A helpful guide for misunderstood winter Olympic sports

By: Robert Jamieson ~Staff Writer~

While the sport of curling gets a steady stream of admiration from its viewers, it also comes with much confusion as to what is actually happening during the event. Lucky for you, the resident expert on curling is here to explain its scoring, rules and lingo.

The name curling comes from the stone’s ability to curl — or spin — when thrown. Curling is played between two opposing teams with the objective of scoring more points than the other team.

In the most basic sense, you get points when you get your stone closer to the button — the center of the ice — than your opponent’s stone. The button is the inner-most circle of the target at the end of the rink, which is called the house.

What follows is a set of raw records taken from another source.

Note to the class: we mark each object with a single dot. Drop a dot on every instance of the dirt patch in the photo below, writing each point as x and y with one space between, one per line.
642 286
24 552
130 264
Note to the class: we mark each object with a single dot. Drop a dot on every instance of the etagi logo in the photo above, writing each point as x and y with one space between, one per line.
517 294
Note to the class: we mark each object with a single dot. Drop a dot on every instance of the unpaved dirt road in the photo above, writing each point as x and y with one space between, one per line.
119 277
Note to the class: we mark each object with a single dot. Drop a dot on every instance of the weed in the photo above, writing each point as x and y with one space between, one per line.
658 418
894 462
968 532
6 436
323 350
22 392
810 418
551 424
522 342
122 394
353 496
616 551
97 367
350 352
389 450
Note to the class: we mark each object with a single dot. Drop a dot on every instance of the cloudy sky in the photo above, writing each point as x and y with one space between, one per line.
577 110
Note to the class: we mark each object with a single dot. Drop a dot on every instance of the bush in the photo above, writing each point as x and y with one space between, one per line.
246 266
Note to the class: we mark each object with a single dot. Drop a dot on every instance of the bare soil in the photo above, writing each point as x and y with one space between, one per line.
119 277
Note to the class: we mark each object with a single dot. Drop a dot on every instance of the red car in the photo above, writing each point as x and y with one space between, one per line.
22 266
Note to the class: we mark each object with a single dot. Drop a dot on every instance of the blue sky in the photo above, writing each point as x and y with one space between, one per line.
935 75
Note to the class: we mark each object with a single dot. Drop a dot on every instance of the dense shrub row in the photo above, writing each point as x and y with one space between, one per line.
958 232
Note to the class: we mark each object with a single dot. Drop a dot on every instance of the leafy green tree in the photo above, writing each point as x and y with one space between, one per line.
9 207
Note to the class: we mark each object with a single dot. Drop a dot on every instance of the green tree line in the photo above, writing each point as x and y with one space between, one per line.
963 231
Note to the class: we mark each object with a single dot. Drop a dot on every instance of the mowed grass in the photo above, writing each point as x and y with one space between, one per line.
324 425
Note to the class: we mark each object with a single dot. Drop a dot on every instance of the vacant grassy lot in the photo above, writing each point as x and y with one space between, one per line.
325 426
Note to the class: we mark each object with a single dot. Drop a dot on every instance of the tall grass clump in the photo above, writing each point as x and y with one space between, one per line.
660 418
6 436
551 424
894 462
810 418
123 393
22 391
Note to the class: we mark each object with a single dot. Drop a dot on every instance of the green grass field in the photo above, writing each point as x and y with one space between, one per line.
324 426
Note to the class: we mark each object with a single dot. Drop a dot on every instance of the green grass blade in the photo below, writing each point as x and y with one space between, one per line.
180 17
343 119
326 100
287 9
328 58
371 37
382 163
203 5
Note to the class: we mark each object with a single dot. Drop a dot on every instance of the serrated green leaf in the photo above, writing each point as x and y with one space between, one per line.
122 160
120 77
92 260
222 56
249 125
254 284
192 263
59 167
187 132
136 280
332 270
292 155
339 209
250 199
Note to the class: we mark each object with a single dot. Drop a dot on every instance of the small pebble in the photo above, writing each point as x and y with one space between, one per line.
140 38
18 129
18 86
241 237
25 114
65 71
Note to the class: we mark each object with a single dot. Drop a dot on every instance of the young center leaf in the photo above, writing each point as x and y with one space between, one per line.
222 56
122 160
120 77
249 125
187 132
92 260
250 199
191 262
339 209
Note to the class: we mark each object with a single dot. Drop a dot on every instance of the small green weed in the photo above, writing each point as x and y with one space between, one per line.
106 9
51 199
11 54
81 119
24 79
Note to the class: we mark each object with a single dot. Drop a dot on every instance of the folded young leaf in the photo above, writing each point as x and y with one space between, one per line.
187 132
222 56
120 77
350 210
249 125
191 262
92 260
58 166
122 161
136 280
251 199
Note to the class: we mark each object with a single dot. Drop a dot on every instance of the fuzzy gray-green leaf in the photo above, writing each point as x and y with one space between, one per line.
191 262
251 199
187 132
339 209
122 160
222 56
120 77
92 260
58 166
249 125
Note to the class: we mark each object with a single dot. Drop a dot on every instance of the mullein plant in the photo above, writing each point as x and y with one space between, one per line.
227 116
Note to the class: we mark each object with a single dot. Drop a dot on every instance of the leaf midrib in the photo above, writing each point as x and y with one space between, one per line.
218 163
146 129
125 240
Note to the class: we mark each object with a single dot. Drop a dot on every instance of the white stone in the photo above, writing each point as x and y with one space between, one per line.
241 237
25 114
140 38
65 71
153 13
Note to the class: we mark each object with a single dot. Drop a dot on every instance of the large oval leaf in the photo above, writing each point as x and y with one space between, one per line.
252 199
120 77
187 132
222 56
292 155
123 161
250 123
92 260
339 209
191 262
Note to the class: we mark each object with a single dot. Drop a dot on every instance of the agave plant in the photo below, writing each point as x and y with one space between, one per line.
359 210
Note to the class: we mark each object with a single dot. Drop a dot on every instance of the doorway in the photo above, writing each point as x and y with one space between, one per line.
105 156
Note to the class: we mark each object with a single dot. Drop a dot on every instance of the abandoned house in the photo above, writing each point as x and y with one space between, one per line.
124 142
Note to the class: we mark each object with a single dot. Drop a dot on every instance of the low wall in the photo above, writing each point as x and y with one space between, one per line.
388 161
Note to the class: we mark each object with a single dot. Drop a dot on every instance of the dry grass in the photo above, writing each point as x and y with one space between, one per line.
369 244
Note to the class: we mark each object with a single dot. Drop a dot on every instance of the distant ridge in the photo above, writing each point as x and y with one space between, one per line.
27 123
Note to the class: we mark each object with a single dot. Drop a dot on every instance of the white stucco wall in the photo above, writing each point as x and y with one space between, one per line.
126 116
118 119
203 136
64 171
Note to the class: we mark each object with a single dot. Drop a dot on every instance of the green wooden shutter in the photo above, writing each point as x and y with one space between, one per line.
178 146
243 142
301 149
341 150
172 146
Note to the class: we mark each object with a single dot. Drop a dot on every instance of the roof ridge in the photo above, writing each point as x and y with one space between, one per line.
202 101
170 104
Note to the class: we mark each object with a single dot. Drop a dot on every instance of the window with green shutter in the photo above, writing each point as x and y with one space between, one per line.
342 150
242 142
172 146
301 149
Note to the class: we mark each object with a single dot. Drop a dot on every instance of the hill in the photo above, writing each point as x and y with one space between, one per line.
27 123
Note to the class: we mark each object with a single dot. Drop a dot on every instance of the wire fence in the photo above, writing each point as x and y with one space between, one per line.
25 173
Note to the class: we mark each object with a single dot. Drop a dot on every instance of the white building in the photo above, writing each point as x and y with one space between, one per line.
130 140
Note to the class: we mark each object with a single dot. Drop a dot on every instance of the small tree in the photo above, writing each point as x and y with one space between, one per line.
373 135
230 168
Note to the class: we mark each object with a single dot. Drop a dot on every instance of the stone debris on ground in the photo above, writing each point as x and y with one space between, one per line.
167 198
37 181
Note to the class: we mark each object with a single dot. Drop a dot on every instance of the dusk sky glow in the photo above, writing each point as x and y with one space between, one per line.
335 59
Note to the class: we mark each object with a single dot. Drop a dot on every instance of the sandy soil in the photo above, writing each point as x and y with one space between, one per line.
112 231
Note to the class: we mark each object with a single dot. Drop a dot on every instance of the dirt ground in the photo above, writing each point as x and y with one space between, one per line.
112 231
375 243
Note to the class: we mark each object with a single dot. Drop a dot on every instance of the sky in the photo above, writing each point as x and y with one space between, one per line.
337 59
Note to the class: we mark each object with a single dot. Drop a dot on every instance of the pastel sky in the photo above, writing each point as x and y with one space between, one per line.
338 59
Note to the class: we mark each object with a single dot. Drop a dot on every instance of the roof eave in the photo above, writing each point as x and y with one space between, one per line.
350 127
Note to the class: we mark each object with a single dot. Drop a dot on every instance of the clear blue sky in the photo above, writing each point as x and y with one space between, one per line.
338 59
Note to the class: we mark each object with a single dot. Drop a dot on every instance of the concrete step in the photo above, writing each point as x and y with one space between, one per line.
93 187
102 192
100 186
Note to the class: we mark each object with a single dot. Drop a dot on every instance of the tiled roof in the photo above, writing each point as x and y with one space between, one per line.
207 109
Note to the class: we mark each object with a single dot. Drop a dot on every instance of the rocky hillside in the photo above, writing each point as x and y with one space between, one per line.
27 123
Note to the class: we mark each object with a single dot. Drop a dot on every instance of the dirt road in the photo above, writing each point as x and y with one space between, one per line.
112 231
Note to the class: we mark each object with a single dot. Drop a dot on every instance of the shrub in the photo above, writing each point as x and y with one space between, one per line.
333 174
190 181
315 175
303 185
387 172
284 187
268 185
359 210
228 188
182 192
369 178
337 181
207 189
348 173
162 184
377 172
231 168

There are 10 ends in a curling match, which are similar to innings in baseball. Each team throws eight times in an end, and each player throws twice in each end with teams alternating shots. For all you math majors out there this means there are four players on each team. If you have been watching at home, this much you should already know.

These four players make up the positions of lead, second, third and skip. The lead throws the first two stones in each end, and the second throws the third and fourth.

They are also the primary sweepers for the third throws the next two stones and the skip (captain) who throws the last two and determines the team’s strategy. If your team has the hammer, it means you throw last in that end, which is a big advantage when attempting to score points.

The hammer is only switched to the opposite team if a point is scored in that end. If the team without the hammer scores, it is a big loss for the team who had the hammer, similar to breaking serve in tennis.

Easy enough, right? Let’s get a little more technical. The two players with the brooms in their hand who follow the stone as it travels down the ice are called sweepers. Sweeping is necessary when the stone needs to pick up speed. If you hear a lot of yelling during sweeping, it is because the skip or third is yelling, “Hurry hard,” which orders the sweepers to begin sweeping.

Often considered “chess on ice,” curling has much more of a resemblance to shuffleboard. As stated above, the primary object is to get your stone closest to the button.

Each stone you get closer than your opponent’s is worth one point. Some throws will end up short of the house because the players are attempting to throw a guard or a block. This is to either block the opponents’ stone from entering the house or to guard your stone from being bumped out of the house.